Style and self-presentation
One of the book's most discussed essays examines Wang's choice to dress carefully and present a polished self in the world — partly as a coping strategy, partly as a refusal to perform the visual stereotype of "mentally ill woman." This is an unusual and welcome topic in the mental illness memoir genre.
Involuntary commitment
Wang writes carefully about her hospitalisations, including ones she experienced as harmful, without flattening the question of whether involuntary care is ever appropriate. She acknowledges that some patients survive episodes that would otherwise have killed them precisely because of involuntary care, while making clear that the experience can be traumatic and that the system needs reform. See our pieces on voluntary vs involuntary hospitalisation and patient rights in psychiatric hospitals.
The tension between cause and meaning
Wang spent years exploring whether her psychiatric symptoms might be caused, at least in part, by chronic Lyme disease. The book is honest about the inconclusive nature of that exploration. It illustrates a more general truth: many people with serious mental illness have parallel medical questions that are not always resolvable, and the urge to find a "real cause" is itself part of the experience.
What it does well
- It treats psychotic experiences as having content and meaning, without reducing them to either pure pathology or pure metaphor.
- It writes about race (Wang is Taiwanese American), gender, and class as parts of how mental illness is lived and labelled.
- It models a literary register that is precise, sceptical, and emotionally available all at once.
- It refuses both the redemption arc and the tragedy arc, leaving room for an ongoing life.

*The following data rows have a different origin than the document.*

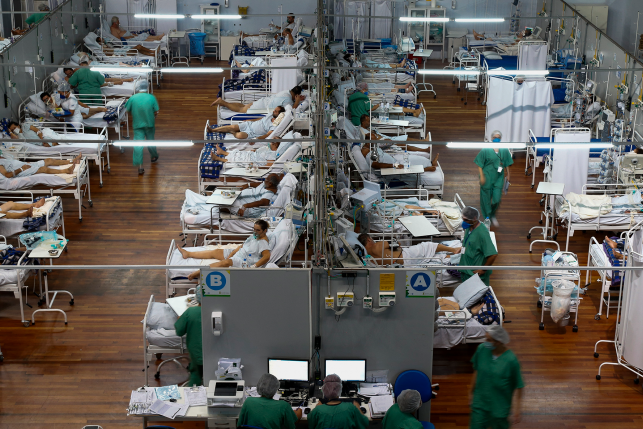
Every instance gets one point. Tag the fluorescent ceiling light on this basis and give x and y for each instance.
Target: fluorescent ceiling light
(481, 145)
(449, 72)
(216, 16)
(479, 20)
(158, 16)
(133, 143)
(421, 19)
(518, 72)
(191, 70)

What to bring to it as a reader
Some of the essays are demanding. Wang assumes a reader who can sit with ambiguity. Readers looking for a clear "what is schizophrenia" introduction will find more direct material in our overview piece or in Pete Earley's Crazy. Readers looking for a literary, slow-burn account of life inside the schizophrenia spectrum will find The Collected Schizophrenias a singular companion.
Why it matters culturally
Before Wang's book, the literary canon of schizophrenia memoir was relatively small in English: Elyn Saks, Lori Schiller, a handful of others. Wang's success — both critical (Whiting Award, Graywolf Prize) and popular — opened space for a wider range of writers to publish about psychotic and schizoaffective experience without having to fit a single narrative shape. Several younger memoirists have credited the book with making their own work possible.
Pairing it with other reading
Wang is best read in company. Pair her with:
- Elyn Saks, The Center Cannot Hold — for the more directly autobiographical, academic register.
- Pete Earley, Crazy — for the systems-and-policy perspective.
- Hannah Green's older novel I Never Promised You a Rose Garden (1964) — for a fictional but historically influential earlier portrait.
- Eleanor Longden's TED talk and writing — for the Hearing Voices framework.
For readers who want a more comprehensive list, our recommended memoirs guide rounds these out.
This article is for educational purposes only and is not medical advice, diagnosis, or treatment. Always consult a qualified mental health professional. If you or someone you know is in crisis, call or text 988 in the US, or your local emergency number.